The LPGA participation is a coup for sponsors ISPS Handa because the field of 288 (144 apiece men and women) now justifies its grandiose title.

The presence of three women’s Major winners, In Gee Chun, Georgia Hall and Jeongeun Lee6 (no, the 6 is not a typo, Jeongeun is differentiating herself from five more of the same name on the Korean Tour), makes the ‘World’ label more realistic.

Not only that but there are two young ladies playing in Northern Ireland this week who will one day be Major champions themselves and, from what we witnessed in last week’s Evian Championship, that day will come sooner rather than later.

I refer to Thai 18-year-old Atthaya Thitikul and Yealimi Noh, the Korean-American who celebrated her 20th the day after finishing one agonising shot short of the play-off for the fourth Major of the year, won by Australia’s Minjee Lee at the expense of Lee6 who had led by five going into Sunday.

It may take Lee6 a while to get over that shock but Fitzdares still make the South Korean their 8/1 favourite.

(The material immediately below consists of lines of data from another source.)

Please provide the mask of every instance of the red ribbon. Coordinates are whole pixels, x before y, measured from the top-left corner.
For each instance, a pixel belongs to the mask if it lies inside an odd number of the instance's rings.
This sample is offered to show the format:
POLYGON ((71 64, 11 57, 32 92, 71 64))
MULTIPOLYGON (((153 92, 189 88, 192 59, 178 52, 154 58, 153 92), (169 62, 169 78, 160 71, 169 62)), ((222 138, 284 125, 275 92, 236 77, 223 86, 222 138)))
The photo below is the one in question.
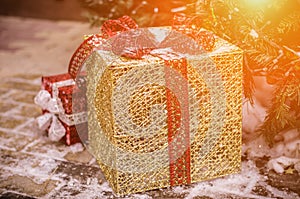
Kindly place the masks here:
POLYGON ((168 113, 168 149, 170 159, 170 185, 190 184, 190 131, 187 60, 165 60, 166 98, 168 113), (172 70, 183 77, 183 81, 172 75, 172 70), (174 83, 175 82, 175 83, 174 83), (172 91, 168 88, 171 88, 172 91), (180 93, 180 103, 173 93, 180 93), (182 126, 181 126, 182 125, 182 126))

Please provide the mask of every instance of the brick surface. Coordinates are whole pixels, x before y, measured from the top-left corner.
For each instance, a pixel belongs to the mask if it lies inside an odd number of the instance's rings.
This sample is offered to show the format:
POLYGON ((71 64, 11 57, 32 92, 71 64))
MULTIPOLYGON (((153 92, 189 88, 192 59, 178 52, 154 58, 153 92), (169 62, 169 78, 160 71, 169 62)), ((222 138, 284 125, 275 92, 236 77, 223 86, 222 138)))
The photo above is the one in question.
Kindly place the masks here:
POLYGON ((37 117, 41 115, 41 113, 42 113, 41 109, 37 106, 33 106, 33 107, 21 106, 19 110, 17 110, 16 114, 23 117, 30 118, 30 117, 37 117))
MULTIPOLYGON (((0 191, 1 193, 1 191, 0 191)), ((23 194, 13 193, 13 192, 3 192, 0 196, 1 199, 35 199, 35 197, 26 196, 23 194)))
POLYGON ((64 158, 70 162, 88 164, 93 160, 93 156, 87 151, 67 153, 64 158))
MULTIPOLYGON (((37 86, 35 86, 35 87, 38 88, 37 86)), ((36 92, 30 92, 30 93, 16 92, 16 93, 10 95, 9 97, 10 97, 10 99, 13 99, 16 102, 32 104, 35 95, 36 95, 36 92)))
POLYGON ((6 81, 0 84, 1 88, 5 89, 17 89, 23 91, 38 91, 39 87, 36 85, 28 84, 26 82, 14 82, 14 81, 6 81))
MULTIPOLYGON (((8 21, 13 20, 9 18, 8 21)), ((14 23, 18 24, 20 21, 22 22, 19 24, 21 28, 28 30, 33 25, 42 28, 44 24, 51 24, 50 27, 54 29, 52 31, 63 30, 69 42, 81 37, 82 32, 87 32, 81 30, 75 34, 74 30, 88 27, 67 23, 60 24, 58 28, 54 22, 52 24, 48 21, 30 20, 30 23, 23 20, 16 20, 14 23)), ((38 38, 35 38, 32 33, 32 38, 30 38, 34 42, 36 40, 47 41, 49 47, 52 40, 48 41, 46 38, 50 36, 40 38, 41 35, 47 35, 46 33, 39 33, 38 38)), ((60 35, 52 36, 52 39, 59 37, 60 35)), ((35 43, 30 43, 31 40, 24 46, 30 44, 34 46, 35 43)), ((53 42, 57 44, 57 41, 53 42)), ((10 47, 14 45, 8 44, 10 47)), ((72 46, 65 48, 68 50, 62 55, 65 59, 69 59, 74 48, 72 46)), ((28 48, 20 48, 22 53, 25 53, 26 49, 28 48)), ((15 49, 3 52, 3 49, 0 49, 0 57, 3 54, 13 57, 13 53, 19 53, 19 51, 15 49)), ((53 62, 53 57, 50 58, 43 57, 45 66, 42 67, 42 72, 44 74, 54 70, 46 67, 47 64, 53 62)), ((19 74, 17 70, 20 68, 14 68, 15 62, 13 60, 11 62, 11 74, 8 74, 9 70, 5 70, 5 77, 0 79, 0 198, 121 198, 113 194, 95 159, 86 149, 81 145, 68 147, 60 142, 51 142, 46 132, 38 129, 35 117, 41 114, 41 110, 33 104, 33 98, 40 89, 40 74, 31 72, 19 74)), ((34 59, 26 60, 26 63, 32 63, 33 67, 36 67, 32 70, 41 67, 37 66, 34 59)), ((57 60, 56 65, 60 63, 62 63, 61 60, 57 60)), ((1 65, 0 70, 1 67, 3 69, 1 65)), ((239 174, 190 186, 152 190, 125 198, 300 198, 299 174, 278 175, 269 172, 266 170, 266 162, 266 159, 248 160, 244 157, 243 169, 239 174)))
POLYGON ((71 149, 67 148, 60 142, 51 142, 45 136, 42 139, 32 142, 26 149, 24 149, 24 151, 31 154, 38 153, 42 154, 43 156, 61 160, 71 151, 71 149))
POLYGON ((7 93, 7 89, 0 88, 0 96, 3 96, 6 93, 7 93))
POLYGON ((26 118, 13 117, 13 116, 0 115, 0 127, 6 129, 14 129, 26 121, 26 118))
POLYGON ((0 182, 0 187, 35 197, 41 197, 52 191, 56 187, 56 184, 57 182, 53 180, 47 180, 42 184, 37 184, 28 177, 13 175, 0 182))
POLYGON ((21 126, 19 126, 18 132, 32 137, 46 135, 45 131, 39 129, 35 118, 30 118, 26 123, 23 123, 21 126))
POLYGON ((0 131, 0 147, 13 151, 21 151, 34 140, 33 137, 0 131), (17 144, 16 144, 17 143, 17 144))
POLYGON ((0 102, 0 113, 9 111, 9 110, 15 108, 16 106, 17 106, 16 104, 0 102))

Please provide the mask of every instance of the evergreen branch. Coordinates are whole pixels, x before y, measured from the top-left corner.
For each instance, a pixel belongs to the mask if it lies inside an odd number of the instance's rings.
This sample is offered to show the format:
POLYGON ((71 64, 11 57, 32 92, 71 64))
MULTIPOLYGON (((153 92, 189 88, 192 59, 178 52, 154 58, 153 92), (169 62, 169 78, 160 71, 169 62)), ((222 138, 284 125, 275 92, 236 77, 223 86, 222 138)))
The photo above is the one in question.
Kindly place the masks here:
POLYGON ((244 96, 246 99, 249 99, 250 103, 253 105, 253 92, 254 92, 254 79, 251 75, 253 72, 249 67, 249 62, 247 56, 244 56, 244 67, 243 67, 243 88, 244 96))
POLYGON ((278 25, 278 32, 286 34, 290 31, 298 31, 300 29, 300 11, 293 12, 283 18, 278 25))
MULTIPOLYGON (((249 59, 251 60, 251 65, 256 68, 261 68, 262 72, 266 71, 266 69, 273 63, 274 56, 270 56, 267 54, 263 54, 258 50, 249 50, 247 52, 249 59)), ((256 71, 257 73, 258 71, 256 71)))
POLYGON ((274 92, 272 106, 267 111, 265 122, 259 128, 270 145, 274 144, 274 137, 282 130, 297 128, 300 113, 300 80, 288 76, 278 81, 274 92), (294 110, 291 108, 294 106, 294 110))

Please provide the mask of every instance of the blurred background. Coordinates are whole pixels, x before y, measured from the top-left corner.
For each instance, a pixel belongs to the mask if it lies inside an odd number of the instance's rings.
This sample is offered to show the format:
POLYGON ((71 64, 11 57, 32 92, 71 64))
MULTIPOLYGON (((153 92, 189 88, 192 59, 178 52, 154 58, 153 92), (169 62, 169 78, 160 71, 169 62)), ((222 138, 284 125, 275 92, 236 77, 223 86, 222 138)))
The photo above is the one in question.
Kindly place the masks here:
MULTIPOLYGON (((0 15, 52 20, 88 21, 99 25, 103 20, 131 15, 139 25, 170 22, 173 13, 187 11, 192 0, 1 0, 0 15), (97 16, 96 16, 97 15, 97 16)), ((193 6, 191 6, 193 7, 193 6)))
POLYGON ((54 20, 85 20, 77 0, 1 0, 0 15, 54 20))

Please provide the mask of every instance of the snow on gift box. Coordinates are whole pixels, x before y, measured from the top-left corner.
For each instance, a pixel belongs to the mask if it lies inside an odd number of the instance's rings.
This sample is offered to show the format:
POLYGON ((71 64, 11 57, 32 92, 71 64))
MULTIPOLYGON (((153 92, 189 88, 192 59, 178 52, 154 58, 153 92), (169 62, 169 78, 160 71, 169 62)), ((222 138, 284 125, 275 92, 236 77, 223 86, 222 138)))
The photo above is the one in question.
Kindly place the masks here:
POLYGON ((85 143, 117 194, 240 171, 243 53, 216 39, 134 29, 87 59, 85 143))

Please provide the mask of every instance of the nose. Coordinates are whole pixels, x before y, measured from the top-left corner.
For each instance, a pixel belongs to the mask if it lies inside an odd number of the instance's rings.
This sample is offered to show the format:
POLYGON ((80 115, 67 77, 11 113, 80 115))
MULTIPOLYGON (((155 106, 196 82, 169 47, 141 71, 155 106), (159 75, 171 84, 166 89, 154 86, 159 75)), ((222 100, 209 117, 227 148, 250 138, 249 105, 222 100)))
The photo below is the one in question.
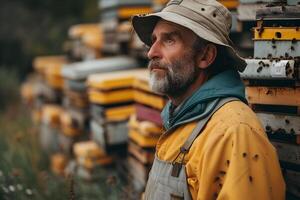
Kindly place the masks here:
POLYGON ((159 42, 154 42, 148 53, 147 53, 147 57, 151 60, 151 59, 154 59, 154 58, 161 58, 161 50, 160 50, 160 47, 159 47, 159 42))

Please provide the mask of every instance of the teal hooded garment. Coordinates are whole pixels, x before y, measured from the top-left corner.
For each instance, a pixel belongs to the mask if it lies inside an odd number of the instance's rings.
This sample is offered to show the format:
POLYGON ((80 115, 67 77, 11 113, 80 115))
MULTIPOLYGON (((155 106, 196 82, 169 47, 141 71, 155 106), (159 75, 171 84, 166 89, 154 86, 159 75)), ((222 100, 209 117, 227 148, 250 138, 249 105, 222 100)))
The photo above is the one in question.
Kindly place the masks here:
POLYGON ((163 125, 166 130, 169 130, 197 120, 203 116, 211 102, 225 97, 236 97, 247 103, 245 86, 237 71, 227 70, 213 76, 174 111, 169 101, 161 113, 163 125))

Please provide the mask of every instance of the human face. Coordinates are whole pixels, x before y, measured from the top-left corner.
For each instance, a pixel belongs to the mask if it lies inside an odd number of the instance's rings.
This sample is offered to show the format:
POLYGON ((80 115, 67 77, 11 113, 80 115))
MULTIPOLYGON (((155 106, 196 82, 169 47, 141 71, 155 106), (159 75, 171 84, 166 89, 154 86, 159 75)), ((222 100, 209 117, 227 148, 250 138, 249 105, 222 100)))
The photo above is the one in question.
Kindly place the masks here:
POLYGON ((199 69, 192 48, 196 35, 187 28, 160 20, 152 33, 150 86, 153 91, 177 97, 196 80, 199 69))

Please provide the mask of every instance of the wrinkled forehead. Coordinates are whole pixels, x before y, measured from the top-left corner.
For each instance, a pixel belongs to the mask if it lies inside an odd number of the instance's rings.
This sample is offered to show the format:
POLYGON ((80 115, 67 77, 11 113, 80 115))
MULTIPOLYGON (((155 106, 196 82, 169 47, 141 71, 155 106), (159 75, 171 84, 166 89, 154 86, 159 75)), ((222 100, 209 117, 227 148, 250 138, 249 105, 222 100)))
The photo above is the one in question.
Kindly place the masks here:
POLYGON ((157 35, 157 34, 162 34, 162 33, 172 33, 172 32, 176 32, 184 38, 196 38, 197 37, 197 35, 190 29, 188 29, 184 26, 181 26, 179 24, 176 24, 174 22, 164 20, 164 19, 160 19, 157 21, 157 23, 153 29, 152 35, 157 35))

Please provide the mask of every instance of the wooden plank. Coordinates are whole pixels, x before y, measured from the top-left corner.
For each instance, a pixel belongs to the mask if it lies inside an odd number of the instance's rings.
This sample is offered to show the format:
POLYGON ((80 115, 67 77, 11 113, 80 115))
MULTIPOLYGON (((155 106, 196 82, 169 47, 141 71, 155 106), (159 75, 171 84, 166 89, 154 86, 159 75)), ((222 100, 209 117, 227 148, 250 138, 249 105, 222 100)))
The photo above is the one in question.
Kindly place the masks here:
POLYGON ((251 104, 300 106, 300 88, 246 87, 251 104))

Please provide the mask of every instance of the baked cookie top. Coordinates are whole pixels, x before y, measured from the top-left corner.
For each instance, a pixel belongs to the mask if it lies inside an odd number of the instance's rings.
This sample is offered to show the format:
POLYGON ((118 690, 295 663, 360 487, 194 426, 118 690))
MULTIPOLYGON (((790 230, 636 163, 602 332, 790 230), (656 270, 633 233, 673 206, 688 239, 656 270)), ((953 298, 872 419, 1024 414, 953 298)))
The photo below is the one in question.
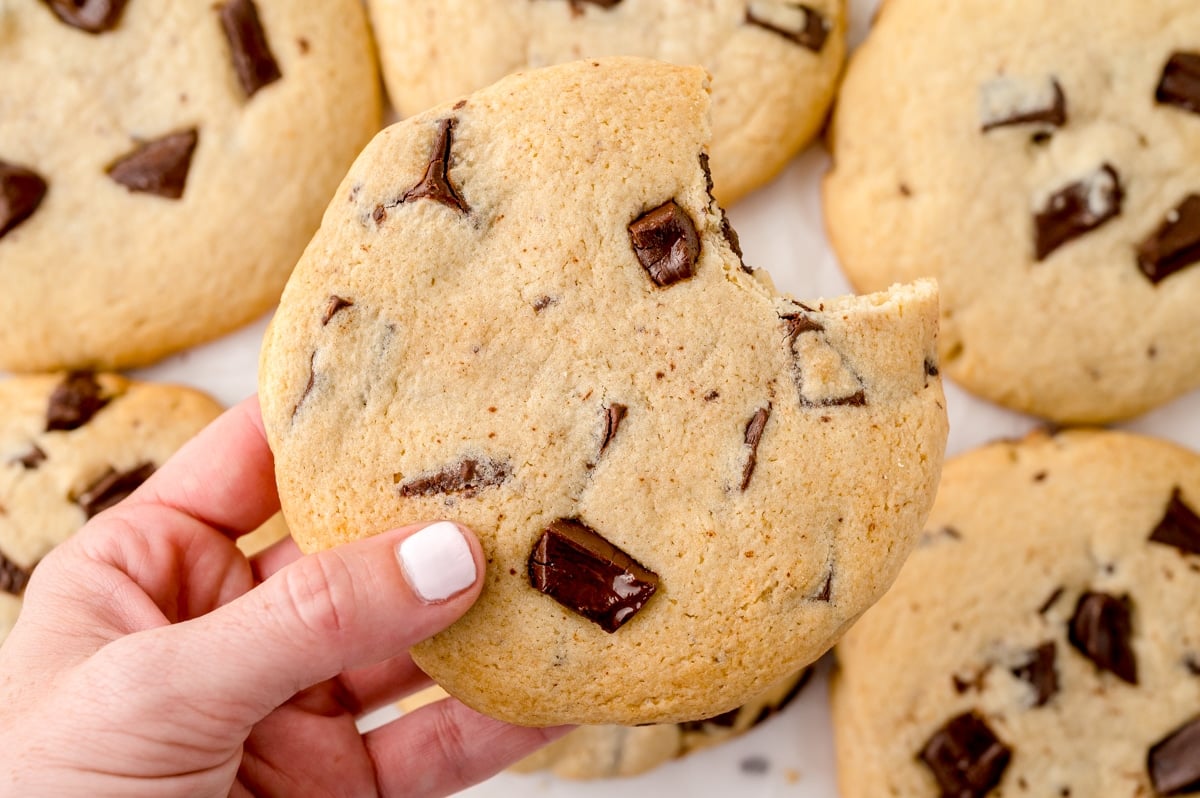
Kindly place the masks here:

As a past US Women’s Open champion she has a right to be but others may be in a better frame of mind.

Thitikul, who finished fifth at the Evian, leads the LET money list and is already a triple winner on that tour, once as a 14-year-old amateur. Noh is an exciting, aggressive talent who will conquer the world once she gets on better terms with her putter.

In a share of sixth place in France came 2018 British Open champion Hall and the delightful Chun who won the US Open on her LPGA debut in 2015 and her second Major, the Evian, the following year.
Now 26, she has fallen out of the winning habit, her last victory coming three years ago, but that situation may change this weekend. At the very least she should make the frame.

Back her, Noh, Thitikul and Hall to confirm the good impression all four made last week. LPGA stars Lizette Salas and Jennifer Kupcho should also make their presence felt and although bubbly Brit Charley Hull has not had a great year she should also be in the mix.

The men’s event is less classy but gives South African Justin Harding a quick opportunity to make amends for a play-off defeat by 250/1 shocker Nacho Elvira at the Cazoo Open on Sunday. Harding and Andy Sullivan dominate the market in a tournament that won’t take much winning. Harding won in Kenya at the start of the year and has been there or thereabouts several times since.

Bigger threats than Sullivan could be course winner Jack Senior, Swedish newcomer Vincent Norrman, European Open winner Marcus Armitage and Challenge Tour sensation Santiago Tarrio. Englishman Senior won this very event when it was on the Challenge Tour schedule two years ago, beating Matthew Balding in a play-off after they had tied on 11 under par. He put three good rounds together when tenth in the Scottish Open earlier this month.

Norrman was 14th in a similar mixed-sex promotion in his home country and followed up with a eyecatching fifth in Munich and tenth at Celtic Manor at the weekend.

Armitage, like Sunday’s winner Elvira, has had to wait many years to get that magical W on his record and it would come as no great surprise, now they have got that monkey off their backs, if they won again soon. This is a big opportunity to do so.

Spaniard Tarrio has just gone 1-3-1-4-5-16-4 on a seven-tournament Challenge Tour roll that began with victory in the Czech Challenge in early June. A magnificent 91 under par in that period is good currency at any level and this week is not a big step up.